LeetCode 1050 - Actors and Directors Who Cooperated At Least Three Times

Difficulty: 🟢 Easy
Topics: Database

Solution

Problem Understanding

This problem asks us to identify every (actor_id, director_id) pair where an actor and a director have collaborated at least three times.

The input is a database table named ActorDirector. Each row represents one collaboration event between an actor and a director. The table contains three columns:

actor_id, which uniquely identifies an actor
director_id, which uniquely identifies a director
timestamp, which uniquely identifies each collaboration record

The important detail is that timestamp is the primary key, meaning every row is unique. Even if the same actor and director work together multiple times, each collaboration is stored as a separate row with a distinct timestamp.

The goal is to return all actor and director pairs that appear together at least three times in the table. In other words, we need to count how many records exist for every (actor_id, director_id) combination and keep only those whose count is greater than or equal to 3.

For example, if actor 1 worked with director 1 three times, that pair should appear in the output. If actor 1 worked with director 2 only twice, that pair should not appear.

Since this is a database problem, the intended solution is SQL based. The scale implied by the problem is straightforward because counting grouped records is an operation databases are optimized for. The key observation is that we do not care about the individual timestamps beyond the fact that each row represents one cooperation. We only care about the frequency of each actor and director combination.

Several edge cases are worth considering upfront. Some actor and director pairs may appear exactly three times, and these must be included. Some may appear fewer than three times, and these must be excluded. Multiple qualifying pairs may exist, and the result can be returned in any order. The problem also guarantees that timestamps are unique, so duplicate records caused by repeated primary keys are impossible.

Approaches

Brute Force Approach

A brute force solution would manually count collaborations for every possible actor and director pair.

One way to think about this is to first collect all distinct (actor_id, director_id) combinations. Then, for each pair, scan the entire table again and count how many rows match that actor and director. If the count reaches at least three, add the pair to the result.

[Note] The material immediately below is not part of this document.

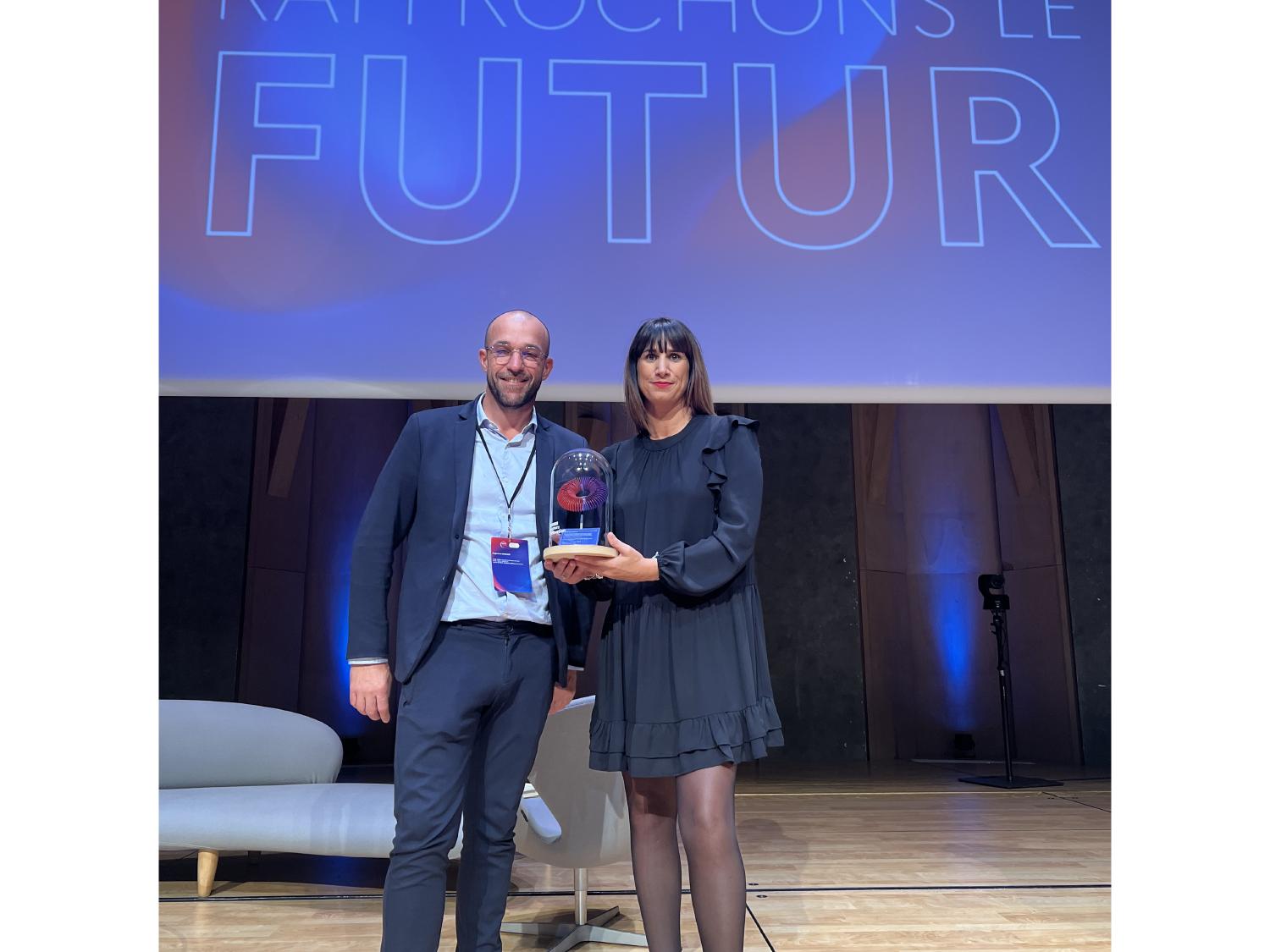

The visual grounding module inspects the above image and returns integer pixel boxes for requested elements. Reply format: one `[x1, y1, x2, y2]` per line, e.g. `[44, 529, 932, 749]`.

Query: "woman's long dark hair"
[627, 317, 715, 433]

This approach works because every pair is explicitly checked against every collaboration record, guaranteeing an accurate count. However, it is inefficient because the table may be scanned repeatedly. If there are n rows and many unique pairs, this repeated scanning becomes unnecessarily expensive.

In database systems, repeatedly iterating over the same table is inefficient compared to aggregation operations that databases are specifically designed to optimize.

Optimal Approach

The key insight is that this problem is fundamentally a grouping and counting problem.

We want to know how many times each (actor_id, director_id) pair appears. SQL provides a direct mechanism for this using GROUP BY. Once the rows are grouped by actor and director, we can count how many rows belong to each group using COUNT(*).

After computing these counts, we only keep groups whose count is at least 3. SQL provides the HAVING clause specifically for filtering grouped results.

This approach is efficient because the database performs aggregation in a single pass over the relevant grouped data, avoiding repeated scans.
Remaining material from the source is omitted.